When I was younger my family enjoyed carnivals and amusement parks. … With my father’s gradual decline into dementia and congestive heart failure … we are there again … [in] the scrambler ride. Sometimes now we are in the same car, laughing and having a good talk. … Sometimes we are in two different cars [but] we can still see each other occasionally … and even touch hands. … We stay there until the park closes, accepting the varying experiences we will have. … We can’t make this ride … stop.
Beth Abbott MA ’13

Yet, narrative medicine cannot simply be about “us” studying “them,” lest we re-create the unequal power dynamics, the “narrative colonization” of modernist medicine: a time when the doctor knew best and those suffering from illness or experiencing disability did not tell their own stories, but had their stories told to them by others. With this in mind, the students in my “Illness and Disability Narratives” class write their own embodied illness, disability, or caregiving stories. I consider the exercise a way for professional witnesses to identify their own cadre of personal stories and, in so doing, begin to understand their own frames of listening. Moreover, telling their own stories teaches students to witness themselves. Weekly writing prompts suggest students change the point of view, the genre (prose, poetry, visual collage), or other details of their personal stories, allowing them to explore how narratives work and why.
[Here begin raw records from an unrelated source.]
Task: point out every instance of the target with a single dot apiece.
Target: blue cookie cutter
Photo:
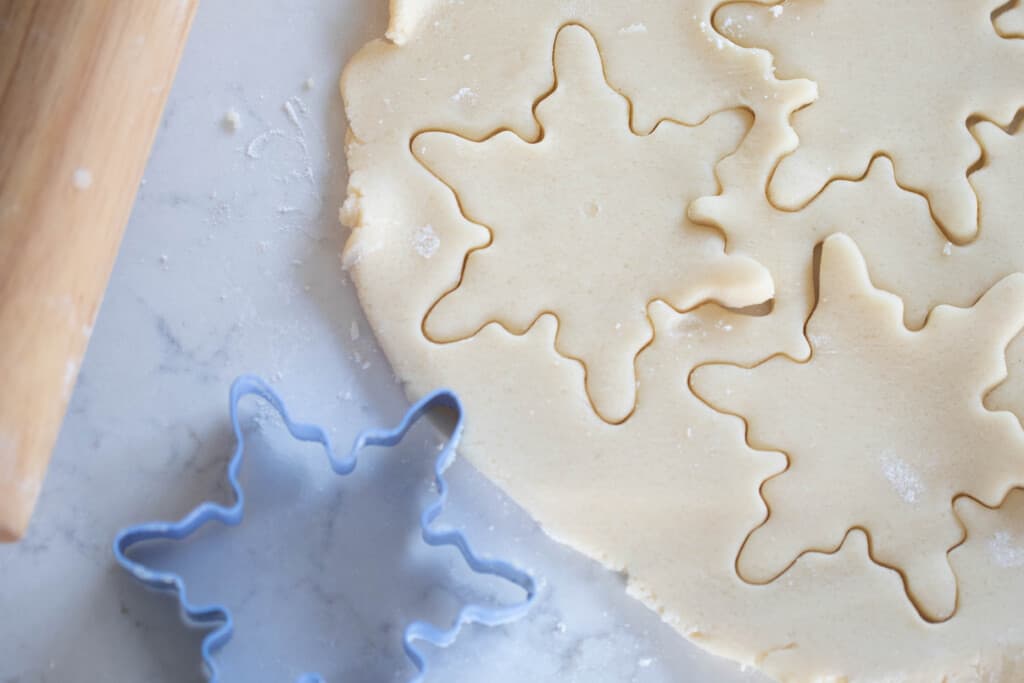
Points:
(219, 617)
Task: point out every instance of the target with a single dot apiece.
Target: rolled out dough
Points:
(671, 494)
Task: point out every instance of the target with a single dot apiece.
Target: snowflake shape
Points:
(589, 223)
(884, 427)
(899, 79)
(218, 617)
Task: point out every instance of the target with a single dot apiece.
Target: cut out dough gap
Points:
(589, 223)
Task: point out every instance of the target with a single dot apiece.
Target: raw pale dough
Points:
(1011, 23)
(877, 437)
(558, 206)
(670, 495)
(898, 79)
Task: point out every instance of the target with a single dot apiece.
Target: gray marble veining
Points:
(230, 265)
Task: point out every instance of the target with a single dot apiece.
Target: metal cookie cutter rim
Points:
(219, 616)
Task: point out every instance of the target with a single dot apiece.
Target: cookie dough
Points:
(670, 495)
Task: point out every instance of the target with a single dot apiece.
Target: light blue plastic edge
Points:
(219, 616)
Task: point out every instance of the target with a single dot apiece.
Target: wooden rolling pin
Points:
(82, 89)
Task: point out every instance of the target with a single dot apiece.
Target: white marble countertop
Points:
(230, 265)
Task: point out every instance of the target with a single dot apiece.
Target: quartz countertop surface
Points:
(230, 265)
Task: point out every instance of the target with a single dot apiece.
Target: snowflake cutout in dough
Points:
(903, 85)
(884, 427)
(558, 206)
(1009, 19)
The final assignment of the class is an oral history interview of someone with a chronic illness, disability, or other embodied condition. Students transcribe their interviews and write analytical papers based on them, often gaining as much insight about their own processes of witnessing as about their interviewees’ stories.

… What are the parameters for exploring someone’s narrative? How might I stop myself from putting my own expectations of the story on what I heard? How do familial moments of witnessing differ from professional witnessing? ... Despite my genuine interest in my mother’s answers and the interview process in general … [in working through my transcript] I discovered … I had subverted the opportunity to delve more deeply into topics if they held significance on an emotional level … [which] compromised my willingness to be present with her fully.
Kirsten Pruzek MA ’13

Listening to illness and disability narratives is nothing less than listening for another’s humanity, and listening for our own capacities as witnesses to that humanity. Such witnessing requires great strength and great humility; it requires being deeply present for another’s life journey, and to be willing to share that journey for a while. Writing about traveling with her 23-year-old best friend, who was diagnosed with stage 3 breast cancer at age 20 and is still undergoing treatment for a recurrence, Sarah Aoanan ’10 MA ’13 observes:

“… The trips we’ve gone on are a kind of soul rejuvenation. There is always a meditative, prayerful aspect. Bora Bora is a worship place in Tahitian mythology, Lourdes is a holy place for Catholics, and the archaeological ruins in Belize are Mayan temples. Although we have never fully acknowledged our trips as having purpose, they are understood pilgrimages.”

Teaching too is a process of witnessing: witnessing the stories of my students and the stories that others share with them. Accompanying my Sarah Lawrence students’ journeys witnessing illness and disability stories is a sort of narrative pilgrimage, one in which I learn, and learn how much I have left to learn; one in which the teacher perpetually becomes the student.

Originally trained in pediatrics and public health, Sayantani DasGupta, MD, MPH, has taught in SLC’s Health Advocacy Program since 2001. She also teaches in the Master’s Program in Narrative Medicine at Columbia University. She is the co-author of a book of Bengali folk tales, the author of a memoir about race and gender in medical education, and the co-editor of an award-winning book of women’s illness narratives, Stories of Illness and Healing: Women Write Their Bodies.